Einem Agenturbericht zufolge könnte Großbritannien ein umstrittenes, aber noch nicht verabschiedetes Binnenmarktgesetz ändern, um doch noch einen Deal mit der EU zu erreichen. In der derzeitigen Form würde das Gesetz der britischen Regierung die Möglichkeit geben, Teile des verbindlichen Scheidungsvertrags mit der EU außer Kraft zu setzen.

Drastische Worte von Boris Johnson

Vor den nächsten Brexit-Verhandlungen sind die Fronten zwischen der EU und Großbritannien verhärtet.

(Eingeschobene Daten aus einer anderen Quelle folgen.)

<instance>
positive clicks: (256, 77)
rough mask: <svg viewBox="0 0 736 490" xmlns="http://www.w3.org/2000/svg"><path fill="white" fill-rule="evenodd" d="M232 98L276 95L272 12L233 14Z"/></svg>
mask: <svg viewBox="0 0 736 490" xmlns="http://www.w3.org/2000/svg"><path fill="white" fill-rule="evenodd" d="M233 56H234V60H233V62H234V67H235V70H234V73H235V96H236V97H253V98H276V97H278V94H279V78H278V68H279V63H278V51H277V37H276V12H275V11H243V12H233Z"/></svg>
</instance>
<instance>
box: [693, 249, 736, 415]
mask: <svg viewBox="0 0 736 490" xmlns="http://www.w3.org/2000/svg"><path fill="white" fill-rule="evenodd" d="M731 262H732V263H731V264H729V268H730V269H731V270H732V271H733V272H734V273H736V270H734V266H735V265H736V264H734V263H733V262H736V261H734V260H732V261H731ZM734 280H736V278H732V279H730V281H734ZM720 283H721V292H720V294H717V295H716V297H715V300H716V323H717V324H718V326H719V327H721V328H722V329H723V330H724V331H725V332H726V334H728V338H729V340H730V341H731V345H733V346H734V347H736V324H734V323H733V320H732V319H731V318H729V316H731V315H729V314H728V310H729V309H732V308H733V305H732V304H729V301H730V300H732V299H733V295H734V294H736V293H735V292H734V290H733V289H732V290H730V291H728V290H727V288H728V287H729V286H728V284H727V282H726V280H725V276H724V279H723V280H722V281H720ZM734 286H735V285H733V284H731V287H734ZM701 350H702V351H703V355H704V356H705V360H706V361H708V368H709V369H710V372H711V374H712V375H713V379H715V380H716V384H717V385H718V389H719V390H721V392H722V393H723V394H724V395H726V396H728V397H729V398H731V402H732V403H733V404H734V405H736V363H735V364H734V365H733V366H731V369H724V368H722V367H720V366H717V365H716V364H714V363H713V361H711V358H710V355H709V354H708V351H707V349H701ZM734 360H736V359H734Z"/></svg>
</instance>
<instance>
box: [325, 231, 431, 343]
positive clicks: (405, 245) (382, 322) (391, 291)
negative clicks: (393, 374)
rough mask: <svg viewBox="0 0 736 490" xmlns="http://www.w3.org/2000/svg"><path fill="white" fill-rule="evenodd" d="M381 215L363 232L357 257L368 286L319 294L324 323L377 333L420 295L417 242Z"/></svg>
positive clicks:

Beide Seiten warfen am Wochenende erneut vor, zu wenig Kompromissbereitschaft zu zeigen. Am Freitag hatte der britische Premier Boris Johnson erklärt, die Gespräche über ein künftiges Handelsabkommen seien "vorbei". Dann jedoch ließ sich der Regierungschef ein Hintertürchen offen: Wenn Europa seine Position "grundlegend ändere", sei ein Ergebnis doch noch möglich, sagte Johnson.

Großbritannien werde "als unabhängige Freihandelsnation prosperieren, indem wir unsere eigenen Grenzen und unsere Fischerei kontrollieren und unsere eigenen Gesetze festlegen", sagte Johnson voraus – und blieb somit bei seinem Ton der vergangenen Monate.

Wie ernst ist die Drohung der Briten zu nehmen?

Dies sei "alles nur Rhetorik", sagte ein Diplomat der Nachrichtenagentur Reuters. Er verwies darauf, dass Johnson nicht gesagt habe, dass es keine weiteren Gespräche geben werde. Das betonte auch EU-Kommissionspräsidentin Ursula von der Leyen: Die EU arbeite weiter für ein Abkommen, allerdings nicht um jeden Preis.

Ende des Jahres läuft die Übergangszeit aus, in der Großbritannien noch EU-Regeln anwendet. Über die künftigen Beziehungen wird momentan verhandelt, bislang aber ohne Ergebnis. Johnson hatte zuletzt eine Frist bis zum 15. Oktober für eine Einigung gesetzt. Danach sprach er seine jüngste Drohung aus.

Zumindest von europäischer Seite scheint aber immer noch eine gewisse Verhandlungsbereitschaft auszugehen: Unterhändler Barnier will die Woche komplett in London verbringen und, wenn nötig, auch über das Wochenende bleiben.